Kestrel • @robey • Works like memcache (same protocol) • SET = enqueue | GET = dequeue • No strict ordering of jobs • No shared state between servers • Written in Scala.
Asynchronous Requests • Inbound traffic consumes a unicorn worker • Outbound traffic consumes a unicorn worker • The request pipeline should not be used to handle 3rd party communications or back-end work. • Reroute traffic to daemons
Daemons • Daemons touch every tweet • Many different daemon types at Twitter • Old way: One daemon per type (Rails) • New way: Fewer Daemons (Pure Ruby) • Daemon Slayer - A Multi Daemon that could do many different jobs, all at once.
Disk is the new Tape. • Social Networking application profile has many O(ny) operations. • Page requests have to happen in < 500mS or users start to notice. Goal: 250-300mS • Web 2.0 isn’t possible without lots of RAM • SSDs? What to do?
Caching • We’re the real-time web, but lots of caching opportunity. You should cache what you get from us. • Most caching strategies rely on long TTLs (>60 s) • Separate memcache pools for different data types to prevent eviction • Optimize Ruby Gem to libmemcached + FNV Hash instead of Ruby + MD5 • Twitter now largest contributor to libmemcached
MySQL • Sharding large volumes of data is hard • Replication delay and cache eviction produce inconsistent results to the end user. • Locks create resource contention for popular data
MySQL Challenges • Replication Delay • Single threaded. Slow. • Social Networking not good for RDBMS • N x N relationships and social graph / tree traversal • Disk issues (FS Choice, noatime, scheduling algorithm)
Relational Databases not a Panacea • Good for: • Users, Relational Data, Transactions • Bad: • Queues. Polling operations. Social Graph. • You don’t need ACID for everything.
Database Replication • Major issues around users and statuses tables • Multiple functional masters (FRP, FWP) • Make sure your code reads and writes to the write DBs. Reading from master = slow death • Monitor the DB. Find slow / poorly designed queries • Kill long running queries before they kill you (mkill)

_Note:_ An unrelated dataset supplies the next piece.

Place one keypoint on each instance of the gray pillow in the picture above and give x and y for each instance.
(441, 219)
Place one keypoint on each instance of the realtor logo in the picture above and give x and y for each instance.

Flock • Flock Scalable Social Graph Store • Sharding via Gizzard • Gizzard MySQL backend (many.) • 13 billion edges, 100K reads/second • Mysql Mysql Mysql Open Source!
Cassandra • Originally written by Facebook • Distributed Data Store • @rk’s changes to Cassandra Open Sourced • Currently double-writing into it • Transitioning to 100% soon.
Lessons Learned • Instrument everything. Start graphing early. • Cache as much as possible • Start working on scaling early. • Don’t rely on memcache, and don’t rely on the database • Don’t use mongrel. Use Unicorn.